For this work, libraries based on Open MPI-2 were used as the MPI protocol. A single communicator, or group of cores, with no special topology has been employed. The number of processors required is read from an input file and therefore is set interactively at each simulation. For most of the cases studied the number of cores equals the number of spanwise modes to be simulated.
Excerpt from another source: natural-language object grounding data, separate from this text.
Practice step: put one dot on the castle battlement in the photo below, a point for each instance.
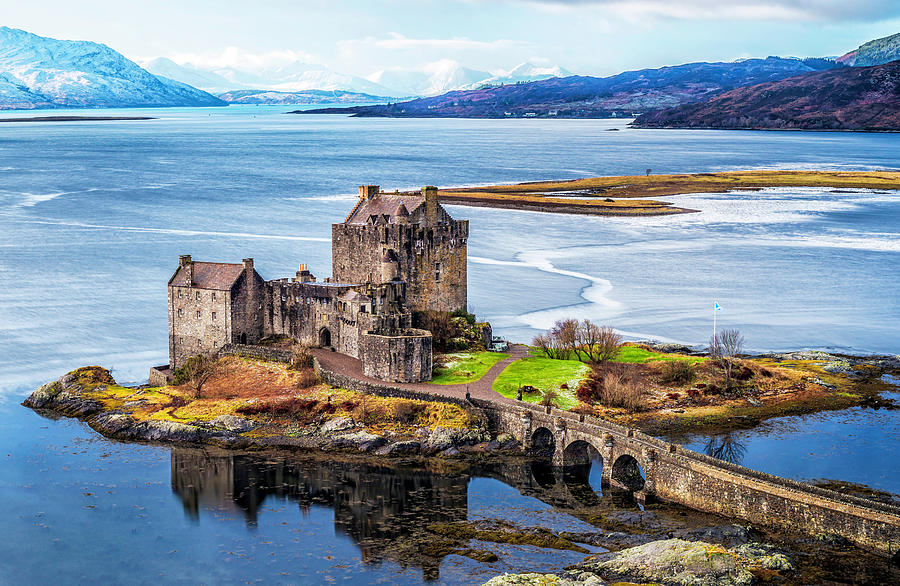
(394, 255)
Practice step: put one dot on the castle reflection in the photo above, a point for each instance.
(383, 509)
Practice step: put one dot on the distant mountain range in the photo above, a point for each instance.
(594, 97)
(857, 98)
(433, 79)
(39, 72)
(875, 52)
(301, 97)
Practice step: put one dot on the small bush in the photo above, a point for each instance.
(620, 391)
(549, 398)
(678, 372)
(308, 378)
(301, 357)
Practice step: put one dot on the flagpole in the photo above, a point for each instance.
(715, 309)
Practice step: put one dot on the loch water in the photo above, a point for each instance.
(93, 216)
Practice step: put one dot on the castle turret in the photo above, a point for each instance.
(390, 269)
(431, 204)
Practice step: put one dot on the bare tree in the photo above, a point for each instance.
(725, 347)
(566, 333)
(605, 344)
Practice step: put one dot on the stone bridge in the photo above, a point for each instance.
(654, 469)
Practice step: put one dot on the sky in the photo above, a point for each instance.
(359, 37)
As in any MPI standard procedure, initially a master core performs the majority of I/O tasks on the disk, such as reading the simulation parameters from the same file. Although in some cases every processor stores its own data in a separate folder, at the very end of each simulation the master core saves in an output file information from a number of diagnostic checks. Equally, at the end of every simulation, every single core passes information specifically related to flow field variables to the master core to be saved. Any special post processing of data, like estimation of integrals in time or normalisation against maximum in time is performed for every individual processor. A short list of the MPI subroutines more intensively used, with a brief description of its use in the current implementation, is given directly below:
MPI_Bcast: Used to transmit information from the master core to the rest members of the communicator.
MPI_Barrier: Called for synchronisation between different cores.
MPI_Gather: Required for the master core as a reduction task to gather data from the other cores at the end of the simulation.
MPI_Get_Address: Employed to acquire memory allocation information to construct derived data types.
MPI_Type_Create_Struct: This subroutine enables to create derived data types to efficiently trans- mit information between cores.
MPI_Type_Commit: Final instruction to generate an identification code within the commu- nicator for a particular data type.
In the present coding every processor can perform either a single-mode simulation or multiple-modes simulation depending upon the ratio of the spanwise-modes-required to cores available. Thanks to the inherent simplicity brought by linearization, along with the modal decomposition, it was possible to have a fully parallelised version of the serialised code with relative ease and a reduced set of MPI instructions. This feature was exploited with a minimal penalty on computational cost.